CREAMY VEGGIE MEATBALLS
Portions : 4 - Preparation : 25 minutes - Cooking : 15 minutes
Ingredients
- 250 ml (1 cup) dried mushrooms of your choice
- 500 ml (2 cups) onion, chopped
- 1 can (540 ml) kidney beans, rinsed and drained
- 1 can (540 ml) lentils, rinsed and drained
- 2 garlic cloves, chopped
- 350 ml (1 1/2 cups) panko breadcrumbs
- 5 ml (1 tsp.) celery salt
- 5 ml (1 tsp.) dried oregano
- 5 ml (1 tsp.) tomato paste
- 15 ml (1 tbsp.) strong mustard
- 2 eggs
- 125 ml (1/2 cup) cornstarch
- 90 to 120 ml (6 to 8 tbsp) olive oil
- 60 ml (4 tbsp) maple syrup
- 250 ml (1 cup) 35% cream
- salt and pepper to taste
Preparation
- To rehydrate the mushrooms, add 500 ml (2 cups) of hot water to the bowl and set aside for 15 minutes.
- Drain the mushrooms, retaining the rehydration water.
- In a food processor, purée the mushrooms and 1 cup of onion, then add the beans, lentils, garlic, panko breadcrumbs, celery salt, oregano, mustard, eggs, salt, pepper and cornstarch. The resulting mixture is dense.

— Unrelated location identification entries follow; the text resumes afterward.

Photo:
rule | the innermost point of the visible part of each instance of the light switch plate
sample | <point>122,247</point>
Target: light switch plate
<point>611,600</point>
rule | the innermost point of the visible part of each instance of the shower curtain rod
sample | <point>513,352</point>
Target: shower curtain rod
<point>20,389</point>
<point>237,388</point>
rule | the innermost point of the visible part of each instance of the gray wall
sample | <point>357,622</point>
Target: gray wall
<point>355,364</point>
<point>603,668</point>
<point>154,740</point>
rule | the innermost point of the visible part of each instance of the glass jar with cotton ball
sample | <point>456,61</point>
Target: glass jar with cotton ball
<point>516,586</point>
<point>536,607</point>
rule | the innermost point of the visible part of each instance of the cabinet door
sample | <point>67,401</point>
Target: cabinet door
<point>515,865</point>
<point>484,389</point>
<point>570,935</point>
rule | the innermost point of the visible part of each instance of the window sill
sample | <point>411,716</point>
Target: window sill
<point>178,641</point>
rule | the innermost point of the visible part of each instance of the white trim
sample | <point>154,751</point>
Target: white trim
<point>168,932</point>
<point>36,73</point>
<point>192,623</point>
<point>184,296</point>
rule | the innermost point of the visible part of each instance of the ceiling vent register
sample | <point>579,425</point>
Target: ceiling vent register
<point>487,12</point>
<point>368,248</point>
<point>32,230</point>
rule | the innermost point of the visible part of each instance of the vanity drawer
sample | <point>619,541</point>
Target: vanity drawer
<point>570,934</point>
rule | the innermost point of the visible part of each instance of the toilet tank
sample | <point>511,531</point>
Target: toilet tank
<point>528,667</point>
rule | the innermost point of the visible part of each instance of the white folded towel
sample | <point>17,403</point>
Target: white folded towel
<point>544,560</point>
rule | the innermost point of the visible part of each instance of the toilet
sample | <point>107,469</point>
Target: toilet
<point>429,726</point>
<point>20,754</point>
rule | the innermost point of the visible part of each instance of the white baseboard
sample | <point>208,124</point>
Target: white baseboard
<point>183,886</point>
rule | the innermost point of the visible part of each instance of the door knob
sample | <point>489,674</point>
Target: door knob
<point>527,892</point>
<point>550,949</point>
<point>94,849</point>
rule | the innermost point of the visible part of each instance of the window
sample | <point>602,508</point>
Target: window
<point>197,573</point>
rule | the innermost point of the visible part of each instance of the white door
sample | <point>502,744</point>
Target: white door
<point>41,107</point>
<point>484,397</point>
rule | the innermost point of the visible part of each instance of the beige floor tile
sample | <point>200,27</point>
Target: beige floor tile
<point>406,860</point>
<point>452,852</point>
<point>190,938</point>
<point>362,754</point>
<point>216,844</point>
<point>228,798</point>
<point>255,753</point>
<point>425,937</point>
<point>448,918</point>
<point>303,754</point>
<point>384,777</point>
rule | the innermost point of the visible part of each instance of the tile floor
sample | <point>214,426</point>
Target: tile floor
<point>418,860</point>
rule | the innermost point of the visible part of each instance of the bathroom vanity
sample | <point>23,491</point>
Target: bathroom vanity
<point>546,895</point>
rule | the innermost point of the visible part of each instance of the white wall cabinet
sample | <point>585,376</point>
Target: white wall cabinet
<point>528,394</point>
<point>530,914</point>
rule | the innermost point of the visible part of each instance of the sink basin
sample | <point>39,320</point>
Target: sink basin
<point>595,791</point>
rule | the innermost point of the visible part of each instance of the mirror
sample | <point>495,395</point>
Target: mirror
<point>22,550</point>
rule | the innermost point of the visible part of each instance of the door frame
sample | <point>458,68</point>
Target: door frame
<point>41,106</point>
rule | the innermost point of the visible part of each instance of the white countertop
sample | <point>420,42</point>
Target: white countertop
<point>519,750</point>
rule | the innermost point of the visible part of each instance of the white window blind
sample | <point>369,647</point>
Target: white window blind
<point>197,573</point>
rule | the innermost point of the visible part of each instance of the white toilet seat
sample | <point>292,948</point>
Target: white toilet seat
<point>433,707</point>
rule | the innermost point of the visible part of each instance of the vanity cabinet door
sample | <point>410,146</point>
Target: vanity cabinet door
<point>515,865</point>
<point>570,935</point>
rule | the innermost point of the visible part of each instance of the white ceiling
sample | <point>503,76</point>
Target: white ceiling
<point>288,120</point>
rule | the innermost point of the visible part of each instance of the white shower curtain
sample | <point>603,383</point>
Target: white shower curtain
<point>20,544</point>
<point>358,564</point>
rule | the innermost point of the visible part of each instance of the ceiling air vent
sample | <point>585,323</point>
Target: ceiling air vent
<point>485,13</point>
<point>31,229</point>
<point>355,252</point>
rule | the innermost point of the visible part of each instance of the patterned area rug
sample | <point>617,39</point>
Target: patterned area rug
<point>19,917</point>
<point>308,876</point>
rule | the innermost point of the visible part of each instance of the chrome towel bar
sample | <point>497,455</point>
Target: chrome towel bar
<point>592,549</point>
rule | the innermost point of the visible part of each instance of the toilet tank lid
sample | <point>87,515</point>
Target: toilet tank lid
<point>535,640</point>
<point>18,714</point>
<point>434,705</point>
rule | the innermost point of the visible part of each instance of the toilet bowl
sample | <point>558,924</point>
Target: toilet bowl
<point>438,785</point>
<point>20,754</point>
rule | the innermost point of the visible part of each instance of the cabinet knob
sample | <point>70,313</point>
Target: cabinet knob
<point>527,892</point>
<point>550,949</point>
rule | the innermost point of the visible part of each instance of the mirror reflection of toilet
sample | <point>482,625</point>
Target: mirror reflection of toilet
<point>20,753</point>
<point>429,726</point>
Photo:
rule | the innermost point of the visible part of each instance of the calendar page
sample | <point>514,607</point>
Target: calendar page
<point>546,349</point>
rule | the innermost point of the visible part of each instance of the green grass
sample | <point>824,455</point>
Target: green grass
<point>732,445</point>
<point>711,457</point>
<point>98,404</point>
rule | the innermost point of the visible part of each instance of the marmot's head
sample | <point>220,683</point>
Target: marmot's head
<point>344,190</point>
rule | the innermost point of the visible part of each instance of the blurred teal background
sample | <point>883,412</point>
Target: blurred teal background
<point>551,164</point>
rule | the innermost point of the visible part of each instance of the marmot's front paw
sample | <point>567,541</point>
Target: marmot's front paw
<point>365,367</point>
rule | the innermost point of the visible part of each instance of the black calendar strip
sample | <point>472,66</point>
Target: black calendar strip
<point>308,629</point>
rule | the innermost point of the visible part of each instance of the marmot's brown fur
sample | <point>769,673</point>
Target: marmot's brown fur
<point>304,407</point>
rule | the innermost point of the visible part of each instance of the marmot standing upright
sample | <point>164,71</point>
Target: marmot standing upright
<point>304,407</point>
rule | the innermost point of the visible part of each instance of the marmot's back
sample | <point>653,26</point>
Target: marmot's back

- In a hot frying pan, in some olive oil, over medium heat, brown small balls of the prepared mixture, 3 to 4 minutes on each side. Continue cooking, over low heat, 3 to 4 minutes. Repeat until you run out of mixture. Remove and set aside on a plate.
- In the same hot pan, in the remaining olive oil, brown the remaining onion, 3 to 4 minutes.
- Add the mushroom rehydration water and maple syrup and reduce for 2 to 3 minutes.
- Add the cream and dumplings and cook for 1-2 minutes. Check seasoning.
- Serve with green vegetables, rice or potatoes.